What the Wizard of Oz Taught Me


A quote came unbidden to my mind as I sat on my back porch on an early summer day, enjoying God’s creation. It was a line from the 1939 movie The Wizard of Oz, which my family used to watch religiously each year when I was growing up. The Wizard of Oz and The Ten Commandments were where I got most of my childhood theology. No wonder I was confused growing up!

I could only recall a fragment of it – something about searching my backyard - so I had to google it to get the wording right. Near the end of the film, the Tin Woodsman asks, “What have you learned, Dorothy?” She replies, “Well, I - I think that it - it wasn't enough to just want to see Uncle Henry and Auntie Em - and it's that - if I ever go looking for my heart's desire again, I won't look any further than my own backyard. Because if it isn't there, I never really lost it to begin with!” 

Then comes that famous mantra - “There’s no place like home” - which tends to overshadow the preceding statement so that the most important part of Dorothy’s discovery is forgotten. Forget about Kansan domestic bliss for a moment, and contemplate this statement about our heart’s desire: “If it isn’t there, I never really lost it to begin with.”

I have often wondered if Judy Garland got the line wrong or if it was meant to be profound. I know it is not in L. Frank Baum's book The Wonderful Wizard of Oz, upon which the film was based. Either way, as it stands now, it has the qualities of a Zen koan. Untangling the double negative to figure out what the line really means isn’t the point. It points us to what isn’t lost.

From a spiritual point of view, what is not lost is the presence of God with us. It was never really lost to begin with. God is just as present in the wilderness east of Eden as in the Garden of Eden. How could it be otherwise? God is by definition omnipresent! But we have been conditioned to think that we are lost. We have lost God or God has lost us. In any case we are lost and far from home.

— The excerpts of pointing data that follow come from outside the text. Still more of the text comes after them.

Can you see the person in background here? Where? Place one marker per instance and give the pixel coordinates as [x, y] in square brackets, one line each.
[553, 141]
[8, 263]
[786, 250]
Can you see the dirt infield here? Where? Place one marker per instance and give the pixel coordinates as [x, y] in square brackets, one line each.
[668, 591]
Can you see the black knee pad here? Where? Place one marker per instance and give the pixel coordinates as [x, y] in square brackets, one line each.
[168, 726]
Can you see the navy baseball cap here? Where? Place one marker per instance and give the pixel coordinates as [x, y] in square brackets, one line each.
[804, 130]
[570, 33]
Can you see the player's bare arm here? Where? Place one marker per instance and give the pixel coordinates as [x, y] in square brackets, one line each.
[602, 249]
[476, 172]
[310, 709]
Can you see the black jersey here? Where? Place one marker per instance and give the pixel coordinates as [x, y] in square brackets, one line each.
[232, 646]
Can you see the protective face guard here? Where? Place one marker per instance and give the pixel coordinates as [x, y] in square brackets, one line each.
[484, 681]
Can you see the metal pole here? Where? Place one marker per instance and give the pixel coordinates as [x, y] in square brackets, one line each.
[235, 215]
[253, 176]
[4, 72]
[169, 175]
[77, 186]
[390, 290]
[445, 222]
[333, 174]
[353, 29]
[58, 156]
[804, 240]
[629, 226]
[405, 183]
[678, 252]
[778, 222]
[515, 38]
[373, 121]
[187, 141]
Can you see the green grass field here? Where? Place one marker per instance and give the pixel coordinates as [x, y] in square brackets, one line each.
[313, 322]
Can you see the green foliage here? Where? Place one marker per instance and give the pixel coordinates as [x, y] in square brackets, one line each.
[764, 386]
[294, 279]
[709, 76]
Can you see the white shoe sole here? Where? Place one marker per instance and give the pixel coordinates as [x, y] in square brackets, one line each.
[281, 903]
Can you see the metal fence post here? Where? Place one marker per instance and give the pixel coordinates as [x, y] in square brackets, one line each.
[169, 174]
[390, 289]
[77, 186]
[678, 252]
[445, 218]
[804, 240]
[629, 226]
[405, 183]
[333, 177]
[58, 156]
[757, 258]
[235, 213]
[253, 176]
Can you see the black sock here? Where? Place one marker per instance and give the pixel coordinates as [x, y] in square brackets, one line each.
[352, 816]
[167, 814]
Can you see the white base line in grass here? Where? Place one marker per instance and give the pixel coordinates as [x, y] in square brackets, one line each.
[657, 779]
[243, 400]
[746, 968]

That has given opportunity to all sorts of wizards and Professor Marvels with their crystal balls, con games and offers of salvation – both religious and secular. We look everywhere on earth and over the rainbow for what we have lost. But the truth is that – like Dorothy – we just need to wake up. To find our Heart’s Desire we need look no further than our own backyard. Because if it isn’t there, we never really lost it to begin with!